README.md

# Brama

Brama is an Elixir library for reliable connection management with external dependencies. It provides robust tracking of connection statuses to APIs, services, databases, or any external system, with built-in circuit breaking to prevent cascading failures.

> This library is my first attempt at utilizing the ["stdlib" approach](https://ghuntley.com/stdlib/) for building software. This method involves creating comprehensive specifications before implementation, building a collection of Cursor rules to guide development, and treating AI as an autonomous agent rather than just a coding assistant. The whole library is going to be written by Cursor Agent with my supervision.

## Overview

When your application depends on external systems, knowing their availability status becomes critical.

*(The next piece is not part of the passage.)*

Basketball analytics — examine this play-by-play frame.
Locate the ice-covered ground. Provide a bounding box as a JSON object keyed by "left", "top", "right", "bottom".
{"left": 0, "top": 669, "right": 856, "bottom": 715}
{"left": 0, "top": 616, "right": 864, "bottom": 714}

Brama serves as a gatekeeper (the name "Brama" means "gate" in several languages), monitoring your connections and protecting your application from external system failures.

## Features

- **Connection Monitoring**: Track status of any connection
- **Circuit Breaking**: Automatically prevent requests to failing systems after a threshold is reached
- **Self-Healing**: Connections automatically reset after a configurable expiry time
- **Status Notifications**: Subscribe to connection status change events
- **Failure Isolation**: Protect your application from cascading failures
- **Minimal Configuration**: Simple setup with reasonable defaults
- **Decorator API**: Simple function decorators for automatic circuit breaking
- **Flexible Expiry Strategies**: Fixed or progressive backoff strategies

## Installation

Add Brama to your list of dependencies in `mix.exs`:

```elixir
def deps do
  [
    {:brama, "~> 0.1.0"},
  ]
end
```

## Circuit Breaking Mechanism

Brama implements circuit breaking for any connection with these behaviors:

1. Each connection type is tracked separately
2. After a configurable number of failed attempts (default: 10), the circuit opens
3. When open, all requests are rejected without attempting the external call
4. After a configurable time period (default: 1 minute), the circuit transitions to half-open
5. Connections have immediate status updates

## Configuration Options

```elixir
config :brama,
  max_attempts: 10,           # Attempts before circuit opens
  cleanup_interval: 10_000,   # Status check interval in ms
  expiry: 60_000              # Circuit open duration in ms
```

## Basic Usage

```elixir
# Register a connection
Brama.register("payment_api", type: :http, scope: "payment_services")

# Before making an external call
if Brama.available?("payment_api") do
  case make_api_call() do
    {:ok, result} -> 
      Brama.success("payment_api")
      {:ok, result}
    {:error, reason} -> 
      Brama.failure("payment_api")
      {:error, reason}
  end
else
  # Use fallback or return error
  {:error, :service_unavailable}
end
```

## Decorator API

For a cleaner integration, use the decorator API:

```elixir
defmodule PaymentService do
  use Brama.Decorator

  @decorate circuit_breaker(identifier: "payment_api")
  def process_payment(payment) do
    PaymentAPI.process(payment)
  end
  
  @decorate circuit_breaker(
    identifier: "refund_api",
    error_handler: fn
      {:ok, _} -> :success
      {:error, :invalid_amount} -> {:failure, :validation_error}
      {:error, :network_timeout} -> {:failure, :service_unavailable}
      _ -> :ignore
    end
  )
  def process_refund(refund) do
    RefundAPI.process(refund)
  end
end
```

## Expiry Strategies

Brama supports different strategies for determining how long a circuit remains open:

### Fixed Expiry (Default)

```elixir
Brama.configure("payment_api",
  expiry_strategy: :fixed,  # This is the default strategy
  expiry: 30_000            # 30 seconds
)
```

### Progressive Backoff

```elixir
Brama.configure("flaky_service",
  expiry_strategy: :progressive,
  initial_expiry: 5_000,     # Start with 5 seconds
  max_expiry: 300_000,       # Cap at 5 minutes
  backoff_factor: 2.0        # Double the time with each failure
)
```

With progressive backoff, expiry times would increase with each failure: 5s → 10s → 20s → 40s → etc.

## Event Notifications

Subscribe to connection status changes:

```elixir
# Subscribe to all state changes
Brama.subscribe(events: [:state_change])

# Handle events in a GenServer
def handle_info({:brama_event, event}, state) do
  Logger.info("Connection #{event.connection} changed to #{event.data.new_state}")
  {:noreply, state}
end
```

## Advanced Usage

You can extend Brama for specific needs:

- Create custom monitoring modules for specialized protocols
- Implement advanced health checking logic
- Build metrics collection around connection statuses
- Integrate with monitoring and alerting systems

## Contributing

Contributions are welcome! Please feel free to submit a Pull Request.

## License

Brama is released under the MIT License.